SK Chemicals will aim to make 3 trillion won ($2.8 billion) in sales in 2015, chief executive Kim Chang-geun recently told his company, SK Chemicals said Monday.

SK Chemicals is a pharmaceuticals and chemicals maker affiliated to the country’s third largest conglomerate, SK Group. The company currently holds the largest share of Korea’s market for vaccines.

According to the company, Kim announced plans to increase sales generated from the company’s green chemicals business to 2 trillion won, and raise 1 trillion won from its life science operations, raising the total to 3 trillion won by 2015.
SK Chemicals’ head office in Bundang, Gyeonggi Province. SK Chemicals’ head office in Bundang, Gyeonggi Province.

 
SK Chemicals CEO Kim Chang-geun SK Chemicals CEO Kim Chang-geun

Kim also set the target for the company’s operating profits for that year at 300 billion won.

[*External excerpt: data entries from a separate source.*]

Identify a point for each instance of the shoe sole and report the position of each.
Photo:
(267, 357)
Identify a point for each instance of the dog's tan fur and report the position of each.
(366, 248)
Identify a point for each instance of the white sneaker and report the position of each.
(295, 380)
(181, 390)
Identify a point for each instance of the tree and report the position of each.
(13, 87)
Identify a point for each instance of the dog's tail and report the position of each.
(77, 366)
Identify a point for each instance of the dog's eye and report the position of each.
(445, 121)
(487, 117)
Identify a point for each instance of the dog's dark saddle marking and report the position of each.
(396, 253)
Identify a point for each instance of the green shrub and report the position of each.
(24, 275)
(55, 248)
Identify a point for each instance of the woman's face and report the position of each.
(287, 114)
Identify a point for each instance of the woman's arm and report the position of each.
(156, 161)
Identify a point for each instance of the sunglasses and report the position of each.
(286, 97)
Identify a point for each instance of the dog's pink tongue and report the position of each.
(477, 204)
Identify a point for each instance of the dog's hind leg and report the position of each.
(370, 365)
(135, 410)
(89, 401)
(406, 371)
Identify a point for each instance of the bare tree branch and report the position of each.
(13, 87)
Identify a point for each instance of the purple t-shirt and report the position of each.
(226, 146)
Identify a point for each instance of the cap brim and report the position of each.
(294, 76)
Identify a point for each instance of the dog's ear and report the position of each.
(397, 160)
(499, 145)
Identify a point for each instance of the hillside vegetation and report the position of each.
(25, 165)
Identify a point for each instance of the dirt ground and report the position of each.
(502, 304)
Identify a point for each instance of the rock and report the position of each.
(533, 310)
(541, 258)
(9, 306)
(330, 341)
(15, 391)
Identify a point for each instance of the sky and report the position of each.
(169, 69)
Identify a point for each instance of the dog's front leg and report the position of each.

The target sales figure set for 2015 is more than double that recorded last year, and the operating profits target is about four times that of last year.

By business, sales generated from the company’s green chemicals will have risen by more than 300 percent from last year if the 2 trillion won target is obtained.

The target for its life science business is about 280 percent higher than the 354.8 billion won in sales generated from the area last year.

In total, SK Chemicals’ sales came in at 1.33 trillion won while operating profits came in at 62.8 billion won last year.

In the five-year period running up to 2011, SK Chemicals’ sales increased by about 52 percent rising from 872 billion won recorded in 2006, while operating profits increased by about 65 percent over the same period.

Kim, who headed SK Group’s restructuring efforts in the past, is widely credited with renovating SK Chemicals’ profit structure since taking the helm at the company in 2004.

Under Kim’s leadership, the company’s chemical and fabric-focused portfolio was altered to place more emphasis on “eco-friendly materials and total health care solutions,” the company said.

As part of the process, the company also sold all of its stakes in its Poland-based subsidiary SK Eurochem and its Indonesian operations to a Thai buyer last year. The transactions carried out at the end of last year completed a 10-year project aimed at establishing green chemicals and life science businesses as its main earners.